At this year's meeting, I participated in a paper session entitled “Interracial Dynamics in Urban Agriculture or (How) Race Matters in Urban Agriculture." Presenters addressed human-environment interactions and, in particular, how they play out through cultural landscapes in urban settings. Cultural and ethnic groups engaged in urban agriculture often leave group imprints—which can be structural, aesthetic, linguistic, and ecological—on the community gardens and farms in which they work. For example, in their research on Puerto Rican community gardens in New York City, Laura Saldivar-Tanaka and Marianne E. Krasny point to casitas (small wooden houses used for leisure and cultural activities) and ethnic vegetable crops (such as brujo [oregano], sweet peppers, and kimbombo) as reflecting the gardeners' country of origin.
My paper in development, entitled "Sustainable agriculture in the Jewish community: A Baltimore, Maryland case study," explores a new Jewish cultural landscape emerging on a sustainable community farm. In developing a new cultural landscape, the humans involved on the farm interact with and thus impact the surrounding environment—for instance, by producing etrogs, an otherwise obscure citrus fruit used for ritual activity during the Jewish holiday of Sukkot. The farm's resultant, bucolic setting reflects Jewish culture, history, and tradition based on crop variety, architecture, and ritual structures.
Cultural landscapes are a product of human impacts on the environment, but the interaction goes both ways: the surrounding environment (be it a rural farm, urban community garden, or individual-size backyard plot) impacts human culture and behavior. Elements of agriculture may be normalized or incorporated into a farmer's preexisting culture or lifestyle. Agricultural activity may also present new educational and economic opportunities. In his paper “Race, Community Geography, and the Development of an Urban Agriculture Curriculum and Community Partnerships at a Predominately African-American University,” Daniel Block described a new urban agricultural initiative at Chicago State University (CSU), a predominantly African-American institution. The urban agricultural project is intended for the development of black entrepreneurship. CSU's initiative intends to use agriculture as a vehicle for professional development and entrepreneurial endeavors.

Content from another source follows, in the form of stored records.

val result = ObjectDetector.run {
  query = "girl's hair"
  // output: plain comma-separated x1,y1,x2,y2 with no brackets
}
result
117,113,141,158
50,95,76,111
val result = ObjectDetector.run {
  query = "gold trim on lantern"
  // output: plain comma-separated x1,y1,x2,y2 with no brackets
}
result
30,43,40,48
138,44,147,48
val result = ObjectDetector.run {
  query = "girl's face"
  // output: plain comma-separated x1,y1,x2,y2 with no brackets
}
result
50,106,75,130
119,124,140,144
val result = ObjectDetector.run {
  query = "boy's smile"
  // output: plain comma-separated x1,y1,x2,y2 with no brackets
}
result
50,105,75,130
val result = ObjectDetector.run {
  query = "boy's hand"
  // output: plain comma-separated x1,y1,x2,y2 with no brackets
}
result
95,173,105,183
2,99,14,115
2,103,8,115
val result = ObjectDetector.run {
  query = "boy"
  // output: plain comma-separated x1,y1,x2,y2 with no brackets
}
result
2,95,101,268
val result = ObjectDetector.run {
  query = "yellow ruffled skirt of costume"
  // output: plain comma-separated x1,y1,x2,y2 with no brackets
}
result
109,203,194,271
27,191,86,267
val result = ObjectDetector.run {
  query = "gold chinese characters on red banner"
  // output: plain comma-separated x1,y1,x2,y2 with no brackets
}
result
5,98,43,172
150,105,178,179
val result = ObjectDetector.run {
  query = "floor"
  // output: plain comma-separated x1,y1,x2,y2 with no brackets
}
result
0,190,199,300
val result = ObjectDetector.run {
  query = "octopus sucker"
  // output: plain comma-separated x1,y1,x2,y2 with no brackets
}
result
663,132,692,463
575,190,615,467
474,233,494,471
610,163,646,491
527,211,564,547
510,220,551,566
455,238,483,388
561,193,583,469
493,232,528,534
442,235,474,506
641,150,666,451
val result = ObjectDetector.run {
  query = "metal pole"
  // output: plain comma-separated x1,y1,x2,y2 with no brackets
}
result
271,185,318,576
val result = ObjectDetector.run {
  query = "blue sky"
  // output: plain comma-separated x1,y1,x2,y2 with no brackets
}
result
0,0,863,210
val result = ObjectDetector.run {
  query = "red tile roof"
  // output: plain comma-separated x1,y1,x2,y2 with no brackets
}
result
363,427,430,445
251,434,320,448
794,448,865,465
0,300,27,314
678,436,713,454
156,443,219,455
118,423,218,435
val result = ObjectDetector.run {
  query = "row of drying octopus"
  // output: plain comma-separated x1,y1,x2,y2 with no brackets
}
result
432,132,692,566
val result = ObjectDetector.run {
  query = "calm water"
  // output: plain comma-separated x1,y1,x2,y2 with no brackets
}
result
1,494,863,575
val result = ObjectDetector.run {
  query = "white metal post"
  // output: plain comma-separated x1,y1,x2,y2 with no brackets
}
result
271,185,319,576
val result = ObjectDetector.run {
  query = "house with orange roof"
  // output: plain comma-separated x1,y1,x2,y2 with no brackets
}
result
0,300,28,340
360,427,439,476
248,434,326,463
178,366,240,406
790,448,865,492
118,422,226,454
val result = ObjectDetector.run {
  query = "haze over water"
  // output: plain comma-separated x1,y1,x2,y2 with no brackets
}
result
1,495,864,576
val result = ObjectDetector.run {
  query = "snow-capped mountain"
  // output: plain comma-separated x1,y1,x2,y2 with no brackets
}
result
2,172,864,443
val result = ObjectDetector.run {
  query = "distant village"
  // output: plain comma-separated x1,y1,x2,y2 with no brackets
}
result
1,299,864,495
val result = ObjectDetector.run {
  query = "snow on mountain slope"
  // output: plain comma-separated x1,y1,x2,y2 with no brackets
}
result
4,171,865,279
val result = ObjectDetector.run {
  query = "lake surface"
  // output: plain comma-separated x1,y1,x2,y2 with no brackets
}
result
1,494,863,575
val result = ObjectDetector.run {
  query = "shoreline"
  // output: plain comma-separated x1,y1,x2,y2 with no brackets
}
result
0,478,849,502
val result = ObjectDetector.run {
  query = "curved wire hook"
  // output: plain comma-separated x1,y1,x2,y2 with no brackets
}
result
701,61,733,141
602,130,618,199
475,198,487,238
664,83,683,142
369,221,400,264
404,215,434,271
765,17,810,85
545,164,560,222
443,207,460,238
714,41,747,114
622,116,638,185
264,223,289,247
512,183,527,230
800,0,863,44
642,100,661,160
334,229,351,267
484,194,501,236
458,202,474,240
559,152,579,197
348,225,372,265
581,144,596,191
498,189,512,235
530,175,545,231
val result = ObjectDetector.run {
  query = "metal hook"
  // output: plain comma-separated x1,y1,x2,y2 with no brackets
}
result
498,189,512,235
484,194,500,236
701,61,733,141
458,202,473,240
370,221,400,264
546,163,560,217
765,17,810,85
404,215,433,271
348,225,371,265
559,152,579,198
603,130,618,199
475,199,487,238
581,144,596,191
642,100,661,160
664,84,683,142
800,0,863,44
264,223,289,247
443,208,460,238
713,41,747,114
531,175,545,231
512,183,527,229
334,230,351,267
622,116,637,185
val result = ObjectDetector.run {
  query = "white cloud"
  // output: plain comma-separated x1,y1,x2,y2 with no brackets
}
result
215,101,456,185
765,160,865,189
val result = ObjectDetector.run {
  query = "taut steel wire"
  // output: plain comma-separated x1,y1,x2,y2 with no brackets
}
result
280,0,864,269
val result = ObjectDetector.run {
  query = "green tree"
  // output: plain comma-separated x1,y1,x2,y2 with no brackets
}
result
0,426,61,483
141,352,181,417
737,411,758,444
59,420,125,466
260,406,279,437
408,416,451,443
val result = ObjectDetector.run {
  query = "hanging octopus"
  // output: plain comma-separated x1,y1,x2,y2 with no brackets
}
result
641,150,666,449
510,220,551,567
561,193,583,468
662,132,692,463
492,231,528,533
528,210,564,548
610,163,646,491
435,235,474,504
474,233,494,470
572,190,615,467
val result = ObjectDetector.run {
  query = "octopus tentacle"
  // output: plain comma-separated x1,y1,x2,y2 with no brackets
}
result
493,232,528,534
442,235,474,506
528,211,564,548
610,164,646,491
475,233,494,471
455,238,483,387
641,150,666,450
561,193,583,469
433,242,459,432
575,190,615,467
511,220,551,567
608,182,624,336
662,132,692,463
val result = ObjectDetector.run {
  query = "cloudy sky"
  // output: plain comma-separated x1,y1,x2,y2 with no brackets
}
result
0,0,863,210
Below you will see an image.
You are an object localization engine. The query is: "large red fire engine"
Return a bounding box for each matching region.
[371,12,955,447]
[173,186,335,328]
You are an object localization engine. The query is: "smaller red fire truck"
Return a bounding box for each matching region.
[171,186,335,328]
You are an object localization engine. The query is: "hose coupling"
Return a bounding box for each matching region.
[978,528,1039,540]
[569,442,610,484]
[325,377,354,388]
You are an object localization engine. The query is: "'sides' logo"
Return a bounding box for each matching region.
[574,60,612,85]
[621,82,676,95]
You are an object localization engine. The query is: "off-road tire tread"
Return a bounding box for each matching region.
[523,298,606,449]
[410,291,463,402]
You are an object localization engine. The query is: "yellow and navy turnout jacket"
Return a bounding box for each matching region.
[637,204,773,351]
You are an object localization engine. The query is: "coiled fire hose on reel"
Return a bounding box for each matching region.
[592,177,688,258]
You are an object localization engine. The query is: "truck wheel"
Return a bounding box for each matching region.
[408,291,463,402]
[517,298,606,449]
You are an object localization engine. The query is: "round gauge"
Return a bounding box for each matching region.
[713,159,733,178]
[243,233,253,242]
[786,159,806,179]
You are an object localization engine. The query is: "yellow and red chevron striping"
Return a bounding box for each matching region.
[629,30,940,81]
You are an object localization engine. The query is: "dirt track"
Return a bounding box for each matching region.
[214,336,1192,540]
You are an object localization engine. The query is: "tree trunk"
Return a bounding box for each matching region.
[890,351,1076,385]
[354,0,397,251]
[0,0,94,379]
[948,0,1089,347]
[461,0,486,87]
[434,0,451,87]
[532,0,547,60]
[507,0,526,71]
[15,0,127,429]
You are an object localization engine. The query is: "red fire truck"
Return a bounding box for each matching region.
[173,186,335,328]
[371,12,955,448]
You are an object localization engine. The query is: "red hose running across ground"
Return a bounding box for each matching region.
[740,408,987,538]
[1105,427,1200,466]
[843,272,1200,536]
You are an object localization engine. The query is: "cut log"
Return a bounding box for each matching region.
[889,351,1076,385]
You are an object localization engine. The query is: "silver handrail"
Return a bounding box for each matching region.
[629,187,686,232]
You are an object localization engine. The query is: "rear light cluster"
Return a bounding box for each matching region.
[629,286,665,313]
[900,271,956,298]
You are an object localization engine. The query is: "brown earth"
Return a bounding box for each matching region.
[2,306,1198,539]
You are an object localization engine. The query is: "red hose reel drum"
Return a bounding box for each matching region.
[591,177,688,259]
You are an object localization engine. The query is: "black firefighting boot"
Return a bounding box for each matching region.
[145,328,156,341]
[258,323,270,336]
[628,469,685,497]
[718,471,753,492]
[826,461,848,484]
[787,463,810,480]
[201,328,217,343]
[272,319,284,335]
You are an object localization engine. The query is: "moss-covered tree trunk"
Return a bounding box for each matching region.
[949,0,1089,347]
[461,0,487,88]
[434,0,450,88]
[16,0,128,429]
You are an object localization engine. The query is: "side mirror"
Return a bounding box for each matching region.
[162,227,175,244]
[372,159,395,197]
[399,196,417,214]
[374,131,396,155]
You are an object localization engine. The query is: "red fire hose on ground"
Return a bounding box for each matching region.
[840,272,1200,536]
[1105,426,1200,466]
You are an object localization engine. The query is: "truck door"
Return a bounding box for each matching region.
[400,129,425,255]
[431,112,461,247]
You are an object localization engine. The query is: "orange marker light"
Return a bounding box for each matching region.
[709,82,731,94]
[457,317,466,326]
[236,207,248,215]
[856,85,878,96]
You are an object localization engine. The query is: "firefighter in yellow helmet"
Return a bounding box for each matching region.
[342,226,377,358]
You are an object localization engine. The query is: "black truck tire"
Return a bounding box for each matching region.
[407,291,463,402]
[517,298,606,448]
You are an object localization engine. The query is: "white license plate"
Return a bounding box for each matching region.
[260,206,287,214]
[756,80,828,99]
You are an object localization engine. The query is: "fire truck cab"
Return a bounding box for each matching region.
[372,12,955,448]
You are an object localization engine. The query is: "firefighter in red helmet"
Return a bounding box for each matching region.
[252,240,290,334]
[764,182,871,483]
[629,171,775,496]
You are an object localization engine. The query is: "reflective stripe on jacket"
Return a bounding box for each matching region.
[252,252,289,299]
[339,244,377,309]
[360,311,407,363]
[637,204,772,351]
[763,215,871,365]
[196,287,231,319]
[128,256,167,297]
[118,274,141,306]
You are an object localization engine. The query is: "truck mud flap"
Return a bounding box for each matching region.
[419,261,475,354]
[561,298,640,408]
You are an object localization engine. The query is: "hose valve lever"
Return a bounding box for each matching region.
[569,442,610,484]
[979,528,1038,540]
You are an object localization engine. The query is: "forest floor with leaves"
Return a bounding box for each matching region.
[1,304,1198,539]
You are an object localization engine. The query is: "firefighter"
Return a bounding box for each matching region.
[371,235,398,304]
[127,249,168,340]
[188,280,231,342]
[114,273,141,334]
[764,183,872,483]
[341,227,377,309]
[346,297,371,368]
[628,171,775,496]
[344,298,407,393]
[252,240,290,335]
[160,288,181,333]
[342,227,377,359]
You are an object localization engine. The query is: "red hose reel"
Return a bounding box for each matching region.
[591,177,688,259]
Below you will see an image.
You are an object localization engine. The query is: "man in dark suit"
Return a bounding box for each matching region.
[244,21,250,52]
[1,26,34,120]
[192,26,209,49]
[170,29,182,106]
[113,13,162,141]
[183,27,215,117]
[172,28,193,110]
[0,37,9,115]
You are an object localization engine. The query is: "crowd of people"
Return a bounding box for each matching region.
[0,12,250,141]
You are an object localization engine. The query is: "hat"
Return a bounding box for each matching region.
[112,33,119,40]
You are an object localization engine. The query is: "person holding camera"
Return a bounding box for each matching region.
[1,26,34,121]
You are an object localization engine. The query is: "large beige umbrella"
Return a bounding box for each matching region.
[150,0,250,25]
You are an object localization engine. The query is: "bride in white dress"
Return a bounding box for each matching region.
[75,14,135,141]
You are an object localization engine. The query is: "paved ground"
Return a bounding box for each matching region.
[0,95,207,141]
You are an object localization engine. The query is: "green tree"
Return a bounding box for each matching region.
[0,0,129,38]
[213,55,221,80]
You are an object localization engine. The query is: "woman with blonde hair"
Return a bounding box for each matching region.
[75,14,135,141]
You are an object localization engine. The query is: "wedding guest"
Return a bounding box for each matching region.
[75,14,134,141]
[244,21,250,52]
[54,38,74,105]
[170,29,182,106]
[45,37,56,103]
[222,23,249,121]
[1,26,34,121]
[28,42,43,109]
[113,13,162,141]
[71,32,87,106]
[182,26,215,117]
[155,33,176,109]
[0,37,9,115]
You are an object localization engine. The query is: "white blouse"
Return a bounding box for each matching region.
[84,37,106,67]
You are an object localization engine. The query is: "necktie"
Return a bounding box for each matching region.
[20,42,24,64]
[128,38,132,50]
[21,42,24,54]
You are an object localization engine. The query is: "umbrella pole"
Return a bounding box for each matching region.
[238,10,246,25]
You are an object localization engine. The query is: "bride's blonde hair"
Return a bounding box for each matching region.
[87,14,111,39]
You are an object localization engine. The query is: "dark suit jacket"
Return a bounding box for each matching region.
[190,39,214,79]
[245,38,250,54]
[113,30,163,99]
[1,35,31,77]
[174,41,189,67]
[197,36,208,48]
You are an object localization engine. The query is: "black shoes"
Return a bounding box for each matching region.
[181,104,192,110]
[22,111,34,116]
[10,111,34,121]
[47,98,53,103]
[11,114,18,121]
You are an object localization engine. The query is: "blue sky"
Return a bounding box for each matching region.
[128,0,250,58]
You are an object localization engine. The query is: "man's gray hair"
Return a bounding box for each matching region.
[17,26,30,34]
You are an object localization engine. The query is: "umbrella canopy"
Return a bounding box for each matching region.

While in Los Angeles, I spent time investigating the cultural landscapes surrounding agriculture both within and outside the AAG meeting. My investigation took an experiential turn as I checked out several farmers markets throughout the city. The produce, signage, and vendors reflected cultures different from those in my hometown, and this variation was apparent through the markets' cultural landscapes. For example, I learned how to best prepare and serve cactus leaves (a plant non-native to the DC metro area). Try them in a smoothie! As local farming initiatives continue to grow and diffuse throughout the United States, I look forward to exploring the new human-environment interactions and cultural landscapes that emerge.